A friend and I started getting together about a year ago for coffee or lunch, to talk about matters of Spirit and of the heart. When the food arrived, the first time, I lifted up my fork as usual to begin to eat. But before the food reached my mouth, he said, “grace.”
It wasn’t like he was admonishing me, telling me we should say grace first. The word itself, the way he said it, was grace. It made me stop the automatic movement of restaurant habits, made all my trajectories disengage, spin like gears on a coasting bicycle. I felt myself lifted – my thought floating into a much larger place. Grace. He continued, “It’s right here. It’s all that ever matters.” From that point I was ready for all our interactions to be grace-filled – to exude what matters.
At several Thanksgivings over the past years, I’ve felt the momentum of all the food steamroll over the thanks. We were a group of friends together, each family bringing something, doing the last preparations together in our kitchen. When it was ready, there seemed to be the need to eat it while it was hot. But later I missed the taking time – or whatever it takes – to disengage from the trajectory of motion and float, still, in grace. Last two Thanksgivings I had us spend a moment before eating to express thanks. It almost worked. I still needed to find a way to invoke that sudden peace that came with Peter’s “grace.”
So this Thanksgiving, before all the food was set out, I had everyone gather in a circle. I told them that I wanted to do a grace, and that others could have the opportunity to share their expressions.
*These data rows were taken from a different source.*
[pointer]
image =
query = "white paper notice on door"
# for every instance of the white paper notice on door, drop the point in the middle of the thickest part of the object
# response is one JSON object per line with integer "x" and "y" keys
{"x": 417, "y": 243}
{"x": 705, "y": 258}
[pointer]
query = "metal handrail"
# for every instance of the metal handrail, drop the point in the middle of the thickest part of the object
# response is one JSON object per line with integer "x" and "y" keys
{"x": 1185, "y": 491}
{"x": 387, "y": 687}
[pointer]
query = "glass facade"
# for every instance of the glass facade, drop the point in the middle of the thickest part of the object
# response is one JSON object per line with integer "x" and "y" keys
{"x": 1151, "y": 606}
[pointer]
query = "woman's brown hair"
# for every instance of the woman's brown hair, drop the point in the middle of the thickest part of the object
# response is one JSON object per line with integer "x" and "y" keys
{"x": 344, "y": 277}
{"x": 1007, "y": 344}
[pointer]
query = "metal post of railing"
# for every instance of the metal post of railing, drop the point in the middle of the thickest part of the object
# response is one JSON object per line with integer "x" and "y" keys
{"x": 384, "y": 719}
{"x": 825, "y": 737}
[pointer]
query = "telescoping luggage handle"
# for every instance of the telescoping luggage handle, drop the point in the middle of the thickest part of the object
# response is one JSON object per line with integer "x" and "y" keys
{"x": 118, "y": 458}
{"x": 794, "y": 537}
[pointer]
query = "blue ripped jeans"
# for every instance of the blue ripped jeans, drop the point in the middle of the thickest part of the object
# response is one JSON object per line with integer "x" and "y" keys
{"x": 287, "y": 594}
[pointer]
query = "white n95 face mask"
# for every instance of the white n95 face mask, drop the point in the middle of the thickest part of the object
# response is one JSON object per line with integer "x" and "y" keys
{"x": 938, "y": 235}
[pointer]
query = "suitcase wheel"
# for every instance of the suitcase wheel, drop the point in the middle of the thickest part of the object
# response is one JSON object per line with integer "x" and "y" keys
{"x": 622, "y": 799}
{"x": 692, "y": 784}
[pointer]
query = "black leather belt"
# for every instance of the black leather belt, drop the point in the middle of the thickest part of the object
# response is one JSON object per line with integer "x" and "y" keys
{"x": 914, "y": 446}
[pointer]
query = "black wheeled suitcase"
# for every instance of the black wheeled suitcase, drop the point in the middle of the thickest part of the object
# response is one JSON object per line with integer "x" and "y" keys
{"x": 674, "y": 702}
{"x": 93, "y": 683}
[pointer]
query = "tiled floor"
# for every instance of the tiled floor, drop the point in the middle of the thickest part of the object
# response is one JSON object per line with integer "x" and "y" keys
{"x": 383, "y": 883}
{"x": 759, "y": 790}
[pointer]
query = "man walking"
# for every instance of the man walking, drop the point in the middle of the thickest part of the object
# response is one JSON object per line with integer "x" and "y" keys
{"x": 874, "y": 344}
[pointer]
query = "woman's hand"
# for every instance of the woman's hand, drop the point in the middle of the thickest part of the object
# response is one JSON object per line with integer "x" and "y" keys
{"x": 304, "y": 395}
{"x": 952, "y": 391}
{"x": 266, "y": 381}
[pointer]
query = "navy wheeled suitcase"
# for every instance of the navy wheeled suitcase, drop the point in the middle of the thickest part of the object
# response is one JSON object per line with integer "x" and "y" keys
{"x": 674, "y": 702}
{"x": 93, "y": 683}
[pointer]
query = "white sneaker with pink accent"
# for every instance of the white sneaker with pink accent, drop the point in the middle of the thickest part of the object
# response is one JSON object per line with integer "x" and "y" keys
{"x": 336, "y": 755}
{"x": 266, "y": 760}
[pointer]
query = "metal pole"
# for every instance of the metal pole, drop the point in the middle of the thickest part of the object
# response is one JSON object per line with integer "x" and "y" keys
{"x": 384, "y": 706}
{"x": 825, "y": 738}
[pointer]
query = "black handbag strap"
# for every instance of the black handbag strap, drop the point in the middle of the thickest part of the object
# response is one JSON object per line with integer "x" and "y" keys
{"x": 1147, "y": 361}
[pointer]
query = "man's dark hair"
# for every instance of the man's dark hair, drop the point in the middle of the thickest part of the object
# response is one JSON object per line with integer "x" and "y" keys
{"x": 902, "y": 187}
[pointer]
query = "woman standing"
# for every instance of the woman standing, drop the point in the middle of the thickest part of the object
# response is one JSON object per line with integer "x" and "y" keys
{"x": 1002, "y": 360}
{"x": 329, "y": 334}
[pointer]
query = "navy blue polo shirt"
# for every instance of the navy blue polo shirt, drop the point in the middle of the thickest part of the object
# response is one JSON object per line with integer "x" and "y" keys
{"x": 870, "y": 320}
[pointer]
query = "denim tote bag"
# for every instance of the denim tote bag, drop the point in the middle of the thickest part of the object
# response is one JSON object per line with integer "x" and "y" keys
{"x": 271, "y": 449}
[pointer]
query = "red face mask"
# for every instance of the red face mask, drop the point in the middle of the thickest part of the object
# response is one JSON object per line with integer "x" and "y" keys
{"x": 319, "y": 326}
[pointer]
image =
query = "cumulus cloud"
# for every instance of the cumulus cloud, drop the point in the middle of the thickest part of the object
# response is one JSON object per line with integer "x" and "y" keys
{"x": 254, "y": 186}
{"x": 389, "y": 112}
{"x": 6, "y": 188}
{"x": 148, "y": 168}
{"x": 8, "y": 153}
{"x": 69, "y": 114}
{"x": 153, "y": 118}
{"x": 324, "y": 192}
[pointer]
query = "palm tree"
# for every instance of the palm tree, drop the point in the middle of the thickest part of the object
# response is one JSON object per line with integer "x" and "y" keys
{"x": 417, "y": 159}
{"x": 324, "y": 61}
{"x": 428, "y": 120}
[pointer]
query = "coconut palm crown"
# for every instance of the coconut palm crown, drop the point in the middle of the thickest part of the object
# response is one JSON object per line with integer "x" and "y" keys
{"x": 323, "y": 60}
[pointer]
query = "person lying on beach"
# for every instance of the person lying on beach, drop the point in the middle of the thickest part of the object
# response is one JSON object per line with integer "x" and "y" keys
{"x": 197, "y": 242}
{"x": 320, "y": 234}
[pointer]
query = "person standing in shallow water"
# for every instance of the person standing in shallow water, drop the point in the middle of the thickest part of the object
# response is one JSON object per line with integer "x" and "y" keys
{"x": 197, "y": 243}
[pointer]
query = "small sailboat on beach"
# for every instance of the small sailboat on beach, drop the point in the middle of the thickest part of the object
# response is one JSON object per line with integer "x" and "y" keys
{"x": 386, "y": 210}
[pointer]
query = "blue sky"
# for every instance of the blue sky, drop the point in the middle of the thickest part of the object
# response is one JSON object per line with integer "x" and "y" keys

Then, when we were all holding hands, I said, “Grace. It’s right here. It’s all that really matters. It’s the joy that’s in everything that’s joyful, the thing that makes anything you’re doing feel worthwhile.” In that moment, for me, the grace came present. It stayed as other people shared thanks, and one friend shared a movement exercise. It continued throughout the time of food and conversation and movement and music, till the end of the evening.